NMR investigation of the diffusion and conduction properties of the semiconductor tellurium. I. Electronic properties

Abstract

The Knight shift and spin-lattice relaxation time of ${}_{}{}^{125}{}_{}{}^{}\mathrm{Te}$ in tellurium single crystals have been measured between room temperature and the melting point (724 K) using pulsed-NMR methods. Over the entire temperature range, the temperature dependence of the Knight shift is found to be determined completely by the intrinsic conductivity associated with thermally created conduction electrons in the conduction band, and the band-gap energy is determined. The spin-lattice relaxation time shows different temperature variations in two different regions: below 420 K ("low-temperature region"), spin-lattice relaxation is due to the conduction electrons (thus yielding information on the gap energy), while above 420 K ("high-temperature region") the relaxation process is due to the self-diffusion of Te atoms. Our Knight-shift results are found to agree quantitatively with a modified Knight-Korringa relation valid for semiconductors, which was originally derived by Bloembergen and which is reconsidered in the theoretical part of this article.
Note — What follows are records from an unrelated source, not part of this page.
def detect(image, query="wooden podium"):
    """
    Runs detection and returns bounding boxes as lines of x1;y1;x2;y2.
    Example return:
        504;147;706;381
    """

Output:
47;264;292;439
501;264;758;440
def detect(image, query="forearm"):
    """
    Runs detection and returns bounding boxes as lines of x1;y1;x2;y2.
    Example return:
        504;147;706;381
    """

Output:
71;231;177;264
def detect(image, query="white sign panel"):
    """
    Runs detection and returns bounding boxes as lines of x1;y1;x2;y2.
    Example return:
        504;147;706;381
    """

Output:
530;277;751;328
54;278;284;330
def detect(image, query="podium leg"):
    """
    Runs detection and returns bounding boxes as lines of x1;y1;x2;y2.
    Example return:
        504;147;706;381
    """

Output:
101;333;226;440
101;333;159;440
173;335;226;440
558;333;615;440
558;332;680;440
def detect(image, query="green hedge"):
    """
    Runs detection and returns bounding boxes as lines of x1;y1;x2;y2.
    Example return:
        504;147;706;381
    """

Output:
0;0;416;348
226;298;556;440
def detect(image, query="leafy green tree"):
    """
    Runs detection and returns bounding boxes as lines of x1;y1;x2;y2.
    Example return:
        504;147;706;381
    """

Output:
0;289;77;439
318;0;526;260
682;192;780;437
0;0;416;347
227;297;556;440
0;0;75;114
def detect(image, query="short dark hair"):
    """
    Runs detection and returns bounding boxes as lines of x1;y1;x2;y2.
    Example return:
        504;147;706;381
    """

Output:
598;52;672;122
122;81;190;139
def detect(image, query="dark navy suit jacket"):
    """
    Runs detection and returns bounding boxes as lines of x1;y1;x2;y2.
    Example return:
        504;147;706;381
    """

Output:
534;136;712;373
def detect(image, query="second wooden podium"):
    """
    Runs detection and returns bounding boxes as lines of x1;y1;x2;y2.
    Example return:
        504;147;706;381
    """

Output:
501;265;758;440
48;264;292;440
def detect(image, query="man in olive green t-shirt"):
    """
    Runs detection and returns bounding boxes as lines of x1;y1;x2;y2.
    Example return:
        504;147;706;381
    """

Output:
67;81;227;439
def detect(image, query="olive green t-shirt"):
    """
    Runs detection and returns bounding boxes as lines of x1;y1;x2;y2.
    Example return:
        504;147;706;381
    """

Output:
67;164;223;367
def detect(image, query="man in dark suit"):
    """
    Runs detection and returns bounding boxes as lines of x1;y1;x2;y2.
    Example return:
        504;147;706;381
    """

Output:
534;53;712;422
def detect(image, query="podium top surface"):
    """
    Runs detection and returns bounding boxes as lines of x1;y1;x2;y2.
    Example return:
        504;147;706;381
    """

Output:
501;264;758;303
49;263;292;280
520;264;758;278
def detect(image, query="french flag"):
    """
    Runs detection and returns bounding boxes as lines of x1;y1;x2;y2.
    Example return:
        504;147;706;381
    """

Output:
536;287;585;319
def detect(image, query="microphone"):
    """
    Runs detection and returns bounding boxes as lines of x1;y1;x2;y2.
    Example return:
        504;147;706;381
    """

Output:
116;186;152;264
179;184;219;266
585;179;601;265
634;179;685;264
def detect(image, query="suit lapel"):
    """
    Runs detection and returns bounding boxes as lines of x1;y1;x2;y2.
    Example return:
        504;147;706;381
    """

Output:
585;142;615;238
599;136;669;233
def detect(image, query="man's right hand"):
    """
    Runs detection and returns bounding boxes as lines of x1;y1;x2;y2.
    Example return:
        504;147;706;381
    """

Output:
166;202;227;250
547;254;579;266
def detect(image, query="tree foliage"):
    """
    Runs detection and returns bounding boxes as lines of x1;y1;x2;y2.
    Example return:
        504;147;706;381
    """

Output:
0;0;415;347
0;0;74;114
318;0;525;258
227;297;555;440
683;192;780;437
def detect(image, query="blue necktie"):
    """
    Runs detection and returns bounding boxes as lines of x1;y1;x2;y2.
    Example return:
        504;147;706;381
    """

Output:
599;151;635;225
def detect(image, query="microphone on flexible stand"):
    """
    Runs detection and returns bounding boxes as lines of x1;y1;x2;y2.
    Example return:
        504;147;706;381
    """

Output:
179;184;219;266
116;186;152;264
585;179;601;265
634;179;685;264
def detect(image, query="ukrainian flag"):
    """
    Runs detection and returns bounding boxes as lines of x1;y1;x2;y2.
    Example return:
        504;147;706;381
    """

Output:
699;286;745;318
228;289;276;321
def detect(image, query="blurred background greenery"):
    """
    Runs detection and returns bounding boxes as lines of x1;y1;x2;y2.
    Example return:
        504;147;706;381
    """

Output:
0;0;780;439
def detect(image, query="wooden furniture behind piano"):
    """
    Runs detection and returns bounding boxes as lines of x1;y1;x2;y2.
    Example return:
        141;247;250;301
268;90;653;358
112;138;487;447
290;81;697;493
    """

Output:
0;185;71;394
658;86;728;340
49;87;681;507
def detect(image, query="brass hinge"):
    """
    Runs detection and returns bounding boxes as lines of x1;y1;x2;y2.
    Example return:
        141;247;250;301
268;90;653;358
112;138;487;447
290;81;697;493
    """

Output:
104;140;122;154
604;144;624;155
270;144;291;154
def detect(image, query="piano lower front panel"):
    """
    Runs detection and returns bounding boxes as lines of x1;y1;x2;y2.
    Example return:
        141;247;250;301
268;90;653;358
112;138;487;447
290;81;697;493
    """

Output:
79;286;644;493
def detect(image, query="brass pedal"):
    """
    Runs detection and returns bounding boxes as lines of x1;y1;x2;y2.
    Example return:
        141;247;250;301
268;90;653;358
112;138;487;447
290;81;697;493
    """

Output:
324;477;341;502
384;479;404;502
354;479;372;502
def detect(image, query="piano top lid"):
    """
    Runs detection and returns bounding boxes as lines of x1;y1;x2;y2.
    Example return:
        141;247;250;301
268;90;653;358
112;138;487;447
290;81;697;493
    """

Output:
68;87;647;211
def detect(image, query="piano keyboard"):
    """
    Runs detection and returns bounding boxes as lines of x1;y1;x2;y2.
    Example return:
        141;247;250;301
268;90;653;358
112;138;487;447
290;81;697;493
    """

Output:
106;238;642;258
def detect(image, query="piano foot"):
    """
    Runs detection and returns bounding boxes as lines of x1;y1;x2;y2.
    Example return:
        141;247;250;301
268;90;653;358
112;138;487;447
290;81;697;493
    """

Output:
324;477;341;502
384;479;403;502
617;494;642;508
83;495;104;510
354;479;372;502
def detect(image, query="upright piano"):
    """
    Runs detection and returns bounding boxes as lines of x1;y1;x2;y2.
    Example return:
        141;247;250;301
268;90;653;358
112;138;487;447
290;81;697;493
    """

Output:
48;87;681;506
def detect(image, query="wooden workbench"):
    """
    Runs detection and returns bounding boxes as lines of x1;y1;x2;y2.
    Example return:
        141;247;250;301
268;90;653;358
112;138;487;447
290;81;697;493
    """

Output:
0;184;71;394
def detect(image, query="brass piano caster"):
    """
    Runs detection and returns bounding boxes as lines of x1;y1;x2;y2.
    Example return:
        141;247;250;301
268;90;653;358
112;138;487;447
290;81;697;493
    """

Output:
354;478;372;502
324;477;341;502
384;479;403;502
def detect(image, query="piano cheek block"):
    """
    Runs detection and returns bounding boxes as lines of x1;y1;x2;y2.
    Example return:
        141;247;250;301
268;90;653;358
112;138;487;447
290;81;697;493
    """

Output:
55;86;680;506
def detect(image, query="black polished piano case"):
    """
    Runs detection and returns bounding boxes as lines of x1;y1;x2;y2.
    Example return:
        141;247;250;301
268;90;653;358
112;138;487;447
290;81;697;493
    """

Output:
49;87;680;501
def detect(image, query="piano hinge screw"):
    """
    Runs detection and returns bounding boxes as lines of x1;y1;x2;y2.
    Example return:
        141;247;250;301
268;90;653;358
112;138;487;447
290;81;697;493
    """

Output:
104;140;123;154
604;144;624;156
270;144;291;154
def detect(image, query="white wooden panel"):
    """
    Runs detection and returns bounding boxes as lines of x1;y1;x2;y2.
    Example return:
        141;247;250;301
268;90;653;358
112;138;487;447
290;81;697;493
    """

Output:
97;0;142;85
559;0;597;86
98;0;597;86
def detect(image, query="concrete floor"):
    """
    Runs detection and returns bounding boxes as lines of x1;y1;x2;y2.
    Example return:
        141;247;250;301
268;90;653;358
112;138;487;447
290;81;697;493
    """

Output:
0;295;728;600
The electronic contribution to spin-lattice relaxation is analyzed in terms of Hebel and Slichter's single spin-temperature theory as applied to semiconductors. The same gap energy, $E_g=0.30\mathrm{}$ eV, is found from both our Knight-shift and spin-lattice relaxation data. The self-diffusion properties of tellurium as extracted from our high-temperature relaxation studies will be the subject of a subsequent article.